The guidance, which has been passed on verbally in recent weeks and was reported by Bloomberg on February 9, Aims to reduce concentration risk and protect banks’ balance sheets from volatility This is unique to the Washington bond market.
The advisory does not affect the Chinese state’s vast public holdings, but it stems from growing concerns about the potential for large swings in U.S. debt prices. The most obvious objective to be achieved would not be to facilitate immediate mass sales of these assets, but rather to promote risk diversification within China’s banking system.
This measure is part of a trend that can already be observed. This is an official holding China’s US Treasury holdings reached $682.6 billion As of November 2025, it was one of the lowest levels in a decade, according to U.S. Treasury data.
This figure is only 2.4% of the total government debt in circulation (estimated at $28.86 trillion).

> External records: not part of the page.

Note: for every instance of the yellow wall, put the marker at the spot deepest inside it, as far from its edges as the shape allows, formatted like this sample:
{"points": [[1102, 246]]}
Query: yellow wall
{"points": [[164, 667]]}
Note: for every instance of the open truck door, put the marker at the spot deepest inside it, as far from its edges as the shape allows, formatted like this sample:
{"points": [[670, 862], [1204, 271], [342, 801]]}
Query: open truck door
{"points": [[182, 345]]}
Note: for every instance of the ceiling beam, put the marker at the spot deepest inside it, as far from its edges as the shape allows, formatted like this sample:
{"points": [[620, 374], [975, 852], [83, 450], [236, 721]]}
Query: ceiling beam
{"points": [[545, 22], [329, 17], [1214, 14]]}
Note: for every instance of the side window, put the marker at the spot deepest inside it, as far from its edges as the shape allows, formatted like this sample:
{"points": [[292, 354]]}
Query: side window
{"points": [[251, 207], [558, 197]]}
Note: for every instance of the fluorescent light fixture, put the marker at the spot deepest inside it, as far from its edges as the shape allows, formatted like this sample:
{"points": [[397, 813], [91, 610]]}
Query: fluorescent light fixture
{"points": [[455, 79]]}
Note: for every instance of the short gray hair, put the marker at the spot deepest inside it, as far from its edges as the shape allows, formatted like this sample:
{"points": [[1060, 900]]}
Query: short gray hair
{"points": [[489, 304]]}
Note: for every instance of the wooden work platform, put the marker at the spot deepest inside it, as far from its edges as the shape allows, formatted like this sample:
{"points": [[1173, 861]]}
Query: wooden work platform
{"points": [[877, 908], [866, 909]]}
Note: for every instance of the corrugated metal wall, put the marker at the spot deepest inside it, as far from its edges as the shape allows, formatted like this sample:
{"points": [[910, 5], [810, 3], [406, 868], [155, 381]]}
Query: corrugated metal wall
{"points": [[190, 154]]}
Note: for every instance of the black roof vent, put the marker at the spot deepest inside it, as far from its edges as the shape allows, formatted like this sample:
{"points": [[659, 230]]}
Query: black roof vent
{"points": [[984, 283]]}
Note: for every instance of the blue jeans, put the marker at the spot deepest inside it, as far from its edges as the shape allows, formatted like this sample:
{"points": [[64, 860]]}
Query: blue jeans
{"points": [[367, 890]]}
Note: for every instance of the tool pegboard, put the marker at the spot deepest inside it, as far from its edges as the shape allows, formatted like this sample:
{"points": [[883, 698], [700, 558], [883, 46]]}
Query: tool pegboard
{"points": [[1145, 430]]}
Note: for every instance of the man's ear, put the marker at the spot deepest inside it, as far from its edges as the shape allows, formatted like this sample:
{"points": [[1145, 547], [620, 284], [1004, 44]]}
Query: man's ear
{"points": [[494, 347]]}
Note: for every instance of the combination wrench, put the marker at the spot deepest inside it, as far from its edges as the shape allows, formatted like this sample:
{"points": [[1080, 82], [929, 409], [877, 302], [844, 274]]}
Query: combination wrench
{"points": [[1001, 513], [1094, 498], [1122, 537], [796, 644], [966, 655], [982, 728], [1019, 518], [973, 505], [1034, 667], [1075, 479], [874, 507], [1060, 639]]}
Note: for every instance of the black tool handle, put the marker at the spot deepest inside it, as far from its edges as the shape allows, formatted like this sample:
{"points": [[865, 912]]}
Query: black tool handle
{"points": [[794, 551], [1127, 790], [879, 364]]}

The results of this guideline have focused attention on overseas government debt demand. This is because if Chinese investors gradually reduce their buying, it could put upward pressure on long-term yields. The 10-year bond yield was 4.22% on February 6, 2026, and approximately 4.18% on February 10, but it may be affected by changes in demand trends.
In any case, China’s recommendations to its banks are part of ongoing risk diversification, but they come in an environment of financial and strategic tensions exacerbated by President Trump’s plan to increase military spending to $1.5 trillion in 2027.

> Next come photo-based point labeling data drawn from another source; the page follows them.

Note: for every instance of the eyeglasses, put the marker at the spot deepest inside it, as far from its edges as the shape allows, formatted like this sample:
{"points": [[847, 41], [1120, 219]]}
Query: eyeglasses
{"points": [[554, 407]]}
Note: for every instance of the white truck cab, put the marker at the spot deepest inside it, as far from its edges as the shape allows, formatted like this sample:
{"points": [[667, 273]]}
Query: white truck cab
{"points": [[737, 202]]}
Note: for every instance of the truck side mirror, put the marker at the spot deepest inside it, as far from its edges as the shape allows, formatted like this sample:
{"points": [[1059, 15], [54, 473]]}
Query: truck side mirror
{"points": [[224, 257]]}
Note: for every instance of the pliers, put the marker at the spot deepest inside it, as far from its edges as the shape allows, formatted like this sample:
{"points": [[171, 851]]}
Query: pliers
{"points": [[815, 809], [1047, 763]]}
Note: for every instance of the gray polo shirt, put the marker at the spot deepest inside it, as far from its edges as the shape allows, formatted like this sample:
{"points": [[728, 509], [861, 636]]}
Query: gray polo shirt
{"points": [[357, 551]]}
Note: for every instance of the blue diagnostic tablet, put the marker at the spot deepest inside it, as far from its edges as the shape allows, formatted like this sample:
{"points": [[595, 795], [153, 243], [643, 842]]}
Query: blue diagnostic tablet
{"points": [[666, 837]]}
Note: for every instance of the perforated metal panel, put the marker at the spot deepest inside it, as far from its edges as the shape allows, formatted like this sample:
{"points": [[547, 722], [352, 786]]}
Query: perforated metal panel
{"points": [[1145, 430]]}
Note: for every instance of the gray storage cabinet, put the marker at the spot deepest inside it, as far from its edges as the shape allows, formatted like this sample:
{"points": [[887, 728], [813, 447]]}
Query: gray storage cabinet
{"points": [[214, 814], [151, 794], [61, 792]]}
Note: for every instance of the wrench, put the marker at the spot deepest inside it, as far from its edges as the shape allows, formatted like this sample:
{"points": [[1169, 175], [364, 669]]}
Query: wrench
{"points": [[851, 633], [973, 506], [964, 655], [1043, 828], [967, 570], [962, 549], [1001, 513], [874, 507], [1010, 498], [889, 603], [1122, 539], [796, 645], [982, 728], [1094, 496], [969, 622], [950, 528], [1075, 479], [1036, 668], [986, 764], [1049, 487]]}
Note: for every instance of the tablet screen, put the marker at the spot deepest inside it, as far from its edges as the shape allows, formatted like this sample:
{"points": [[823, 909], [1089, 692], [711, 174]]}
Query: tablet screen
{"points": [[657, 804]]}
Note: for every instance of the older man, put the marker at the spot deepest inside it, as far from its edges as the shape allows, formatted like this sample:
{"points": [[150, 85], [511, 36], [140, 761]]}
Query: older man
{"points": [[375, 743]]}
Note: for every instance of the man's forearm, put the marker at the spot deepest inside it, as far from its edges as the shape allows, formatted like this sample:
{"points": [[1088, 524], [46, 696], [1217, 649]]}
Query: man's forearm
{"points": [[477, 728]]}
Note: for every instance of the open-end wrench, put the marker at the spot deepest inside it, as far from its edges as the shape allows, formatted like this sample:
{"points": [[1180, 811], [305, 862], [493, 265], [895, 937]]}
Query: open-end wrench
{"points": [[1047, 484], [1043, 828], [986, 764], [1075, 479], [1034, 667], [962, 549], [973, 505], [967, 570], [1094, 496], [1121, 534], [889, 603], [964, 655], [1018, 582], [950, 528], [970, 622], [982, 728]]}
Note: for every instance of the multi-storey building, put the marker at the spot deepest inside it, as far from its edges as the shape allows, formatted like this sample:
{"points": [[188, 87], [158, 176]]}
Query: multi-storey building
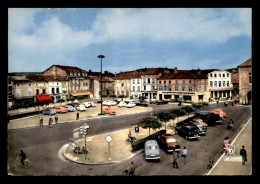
{"points": [[78, 83], [220, 85], [245, 82], [184, 85]]}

Therefore, this guidance reflects concerns about further deterioration in the volatility of US assets. Washington’s spending expansion policy and tariffs create uncertainty in global marketsas reported by CriptoNoticias.
Stablecoins find new buyers to compensate for China’s withdrawal
The suggestion that Chinese banks reduce their holdings of U.S. Treasuries could signal a temporary gap in demand for U.S. Treasuries, pushing yields higher and making borrowing more costly for the U.S. government. However, other market observers have highlighted that the explosive growth of stablecoins, especially the huge demand for Tether, is acting as a partial offset.

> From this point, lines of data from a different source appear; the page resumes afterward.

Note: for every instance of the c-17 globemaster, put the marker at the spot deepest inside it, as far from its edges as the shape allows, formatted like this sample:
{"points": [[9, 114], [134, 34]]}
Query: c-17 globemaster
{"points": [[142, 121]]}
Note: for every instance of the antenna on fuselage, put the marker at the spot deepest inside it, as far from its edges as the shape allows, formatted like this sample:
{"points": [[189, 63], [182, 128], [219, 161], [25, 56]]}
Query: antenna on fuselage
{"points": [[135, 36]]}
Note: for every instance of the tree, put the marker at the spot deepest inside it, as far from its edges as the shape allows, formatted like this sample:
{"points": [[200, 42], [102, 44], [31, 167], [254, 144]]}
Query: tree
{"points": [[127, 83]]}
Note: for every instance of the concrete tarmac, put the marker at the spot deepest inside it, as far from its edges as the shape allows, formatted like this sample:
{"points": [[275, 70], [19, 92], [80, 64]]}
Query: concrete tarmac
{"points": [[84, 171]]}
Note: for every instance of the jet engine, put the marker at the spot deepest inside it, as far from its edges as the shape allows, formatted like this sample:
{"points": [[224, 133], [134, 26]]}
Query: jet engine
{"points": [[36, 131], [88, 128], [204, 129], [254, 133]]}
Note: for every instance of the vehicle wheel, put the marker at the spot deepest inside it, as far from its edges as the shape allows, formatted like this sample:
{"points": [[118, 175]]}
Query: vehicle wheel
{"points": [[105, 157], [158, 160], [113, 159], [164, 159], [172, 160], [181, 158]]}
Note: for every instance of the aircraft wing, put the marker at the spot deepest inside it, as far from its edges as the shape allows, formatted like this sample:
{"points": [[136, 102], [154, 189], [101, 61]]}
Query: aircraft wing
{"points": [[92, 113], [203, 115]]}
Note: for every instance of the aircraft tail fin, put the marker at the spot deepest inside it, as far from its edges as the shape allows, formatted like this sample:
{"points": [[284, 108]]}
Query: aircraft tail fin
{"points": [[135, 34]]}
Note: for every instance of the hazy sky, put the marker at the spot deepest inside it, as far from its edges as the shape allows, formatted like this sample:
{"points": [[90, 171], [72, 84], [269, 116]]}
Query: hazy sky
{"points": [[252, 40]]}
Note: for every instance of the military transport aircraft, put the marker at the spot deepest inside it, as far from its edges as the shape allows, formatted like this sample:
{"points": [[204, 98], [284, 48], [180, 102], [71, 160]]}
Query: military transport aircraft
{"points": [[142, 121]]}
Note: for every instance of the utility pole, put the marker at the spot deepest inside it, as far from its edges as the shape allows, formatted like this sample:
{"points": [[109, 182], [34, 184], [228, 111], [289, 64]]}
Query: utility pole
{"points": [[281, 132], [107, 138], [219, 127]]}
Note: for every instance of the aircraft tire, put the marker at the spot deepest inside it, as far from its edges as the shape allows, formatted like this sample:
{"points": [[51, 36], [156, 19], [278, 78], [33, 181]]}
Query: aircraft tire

That’s because every new dollar added to a stablecoin requires more government bonds (or cash) to back it. Create continuous and growing alternative buyers. Therefore, while China diversifies, the stablecoin sector will absorb some of that supply, contributing to stabilization of the U.S. Treasury market and mitigating a significant impact on liquidity and funding costs.
That’s why, despite China’s concerns, the U.S. bond market remains at a record level of $9.4 trillion in foreign holdings as of November 2025.
Countries such as Japan and the United Kingdom have overtaken China as the largest holders of U.S. debt, and Treasury volatility remains lower than in the past, suggesting markets have the ability to absorb these strategic moves at this time.